The Estufa Fria (/pt/; lit. "Cold Greenhouse") is a greenhouse with three distinct gardens located in Edward VII Park between the streets Alameda Engenheiro Edgar Cardoso and Alameda Cardeal Cerejeira in Lisbon, Portugal.

==History==
The Estufa Fria opened in 1933. Portuguese architect Raul Carapinha conceived and designed the project. It was built near an old basalt mine which had been abandoned after a spring was discovered nearby. The greenhouse was remodeled concurrently with Edward VII Park in 1945 by Portuguese architect Francisco Keil do Amaral. The greenhouse's existing entrance porch, a lake near the entrance, and a large hall were built during this time.

==Expansion==
In 1975 the Estufa Quente and Estufa Doce sections opened, expanding the botanical collection to include plants from tropical and equatorial regions. On 29 April 2009 the original Estufa Fria closed due to the risk of collapse of its steel structure. It reopened in April 2011 after two years of renovation work.

==Description==
Measuring 1.5 ha in area, the Estufa Fria consists of three parts:

- Cold Greenhouse (Estufa Fria)
- Hot Greenhouse (Estufa Quente)
- Sweet Greenhouse (Estufa Doce).

The term "cold greenhouse" comes from the original building's lack of mechanical heating; instead, wooden slats regulate sunlight and protect the plants from excessively hot or cold temperatures. The Cold Greenhouse is the largest of the three, measuring about 8100 m2 in area. It is home to azalea and camellia species from around the world.

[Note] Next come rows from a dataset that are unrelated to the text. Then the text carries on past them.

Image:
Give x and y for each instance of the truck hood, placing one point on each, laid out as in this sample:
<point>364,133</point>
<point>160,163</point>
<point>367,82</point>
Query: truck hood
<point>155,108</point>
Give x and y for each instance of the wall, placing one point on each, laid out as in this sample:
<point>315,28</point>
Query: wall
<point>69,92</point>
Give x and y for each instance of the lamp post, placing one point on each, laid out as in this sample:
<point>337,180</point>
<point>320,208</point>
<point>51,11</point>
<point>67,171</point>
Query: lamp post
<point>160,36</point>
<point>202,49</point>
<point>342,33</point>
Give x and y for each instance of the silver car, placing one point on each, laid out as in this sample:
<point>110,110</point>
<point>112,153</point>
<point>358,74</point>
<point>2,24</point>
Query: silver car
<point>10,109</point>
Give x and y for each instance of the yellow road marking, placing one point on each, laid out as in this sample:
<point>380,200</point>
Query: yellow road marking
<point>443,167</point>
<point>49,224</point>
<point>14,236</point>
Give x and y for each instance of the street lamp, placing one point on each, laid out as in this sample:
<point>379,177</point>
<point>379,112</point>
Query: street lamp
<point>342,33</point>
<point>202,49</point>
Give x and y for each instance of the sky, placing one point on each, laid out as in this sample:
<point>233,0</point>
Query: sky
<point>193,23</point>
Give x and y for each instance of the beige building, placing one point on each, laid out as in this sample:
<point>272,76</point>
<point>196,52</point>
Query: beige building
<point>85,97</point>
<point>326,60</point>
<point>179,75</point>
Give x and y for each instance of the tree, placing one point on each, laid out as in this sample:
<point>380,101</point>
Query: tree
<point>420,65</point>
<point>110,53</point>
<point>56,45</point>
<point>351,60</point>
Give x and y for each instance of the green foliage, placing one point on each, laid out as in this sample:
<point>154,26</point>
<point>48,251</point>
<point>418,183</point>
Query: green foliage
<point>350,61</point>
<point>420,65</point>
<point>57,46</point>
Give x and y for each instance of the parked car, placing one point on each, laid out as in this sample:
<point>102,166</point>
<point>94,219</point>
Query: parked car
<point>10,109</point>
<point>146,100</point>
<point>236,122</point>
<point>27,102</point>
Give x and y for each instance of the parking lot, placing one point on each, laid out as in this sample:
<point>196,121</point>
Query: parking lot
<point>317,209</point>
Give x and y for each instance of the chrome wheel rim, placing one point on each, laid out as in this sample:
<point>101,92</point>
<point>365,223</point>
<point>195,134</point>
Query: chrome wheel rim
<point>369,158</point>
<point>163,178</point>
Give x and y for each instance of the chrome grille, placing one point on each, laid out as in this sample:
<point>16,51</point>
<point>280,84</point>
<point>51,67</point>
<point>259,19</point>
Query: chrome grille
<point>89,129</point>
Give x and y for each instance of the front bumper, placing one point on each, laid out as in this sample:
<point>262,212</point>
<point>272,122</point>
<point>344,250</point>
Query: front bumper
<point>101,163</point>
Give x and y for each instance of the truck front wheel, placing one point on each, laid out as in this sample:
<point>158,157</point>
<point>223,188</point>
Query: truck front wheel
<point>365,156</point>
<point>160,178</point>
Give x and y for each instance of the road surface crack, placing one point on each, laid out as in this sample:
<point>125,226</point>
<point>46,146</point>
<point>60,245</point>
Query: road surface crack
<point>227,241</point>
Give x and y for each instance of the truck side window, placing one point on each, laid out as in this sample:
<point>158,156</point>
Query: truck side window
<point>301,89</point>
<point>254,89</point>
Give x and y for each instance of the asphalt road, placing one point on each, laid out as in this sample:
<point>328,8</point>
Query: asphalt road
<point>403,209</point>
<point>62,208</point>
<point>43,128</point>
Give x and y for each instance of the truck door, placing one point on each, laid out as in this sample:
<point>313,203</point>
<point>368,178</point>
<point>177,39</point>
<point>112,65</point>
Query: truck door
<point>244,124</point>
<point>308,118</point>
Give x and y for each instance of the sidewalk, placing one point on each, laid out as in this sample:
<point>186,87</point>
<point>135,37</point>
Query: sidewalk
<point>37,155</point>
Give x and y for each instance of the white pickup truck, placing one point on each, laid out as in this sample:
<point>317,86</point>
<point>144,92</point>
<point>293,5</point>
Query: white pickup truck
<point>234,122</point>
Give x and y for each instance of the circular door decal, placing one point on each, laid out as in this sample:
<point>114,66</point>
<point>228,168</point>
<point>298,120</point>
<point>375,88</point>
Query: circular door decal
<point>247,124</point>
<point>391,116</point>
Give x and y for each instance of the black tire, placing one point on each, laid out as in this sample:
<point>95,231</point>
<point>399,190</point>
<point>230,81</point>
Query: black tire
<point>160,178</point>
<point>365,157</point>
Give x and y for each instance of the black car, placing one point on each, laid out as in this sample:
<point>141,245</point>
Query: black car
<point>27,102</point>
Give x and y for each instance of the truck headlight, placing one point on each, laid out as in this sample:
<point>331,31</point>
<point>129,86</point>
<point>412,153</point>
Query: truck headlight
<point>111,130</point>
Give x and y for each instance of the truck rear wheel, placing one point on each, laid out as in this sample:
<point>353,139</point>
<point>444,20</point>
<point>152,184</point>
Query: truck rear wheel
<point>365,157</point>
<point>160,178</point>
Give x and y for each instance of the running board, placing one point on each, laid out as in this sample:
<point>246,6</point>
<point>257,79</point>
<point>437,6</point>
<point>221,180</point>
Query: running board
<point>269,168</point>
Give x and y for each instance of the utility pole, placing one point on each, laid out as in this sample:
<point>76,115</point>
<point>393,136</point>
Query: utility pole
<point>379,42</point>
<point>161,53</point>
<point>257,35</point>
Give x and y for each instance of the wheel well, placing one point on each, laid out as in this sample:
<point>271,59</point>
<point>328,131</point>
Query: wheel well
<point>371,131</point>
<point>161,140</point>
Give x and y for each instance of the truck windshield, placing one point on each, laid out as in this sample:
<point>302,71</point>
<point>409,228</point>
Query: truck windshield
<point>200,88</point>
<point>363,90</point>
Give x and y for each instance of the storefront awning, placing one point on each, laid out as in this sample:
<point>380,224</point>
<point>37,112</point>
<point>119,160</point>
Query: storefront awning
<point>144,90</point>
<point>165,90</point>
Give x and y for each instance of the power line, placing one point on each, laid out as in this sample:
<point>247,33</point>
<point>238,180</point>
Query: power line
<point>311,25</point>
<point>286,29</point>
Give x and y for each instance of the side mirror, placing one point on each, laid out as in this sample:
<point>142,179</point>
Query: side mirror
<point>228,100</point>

The Estufa Quente occupies about 3000 m2 and is home to tropical species such as coffee and mangifera. The Estufa Doce contains cacti and other succulent plants, such as aloe.

The entire greenhouse complex features small lakes, waterfalls, and sculptures. Some of the sculptures are by noted twentieth-century Portuguese sculptors, including Domingos de Castro Gentil Soares Branco, Leopoldo de Almeida, and Pedro Anjos Teixeira.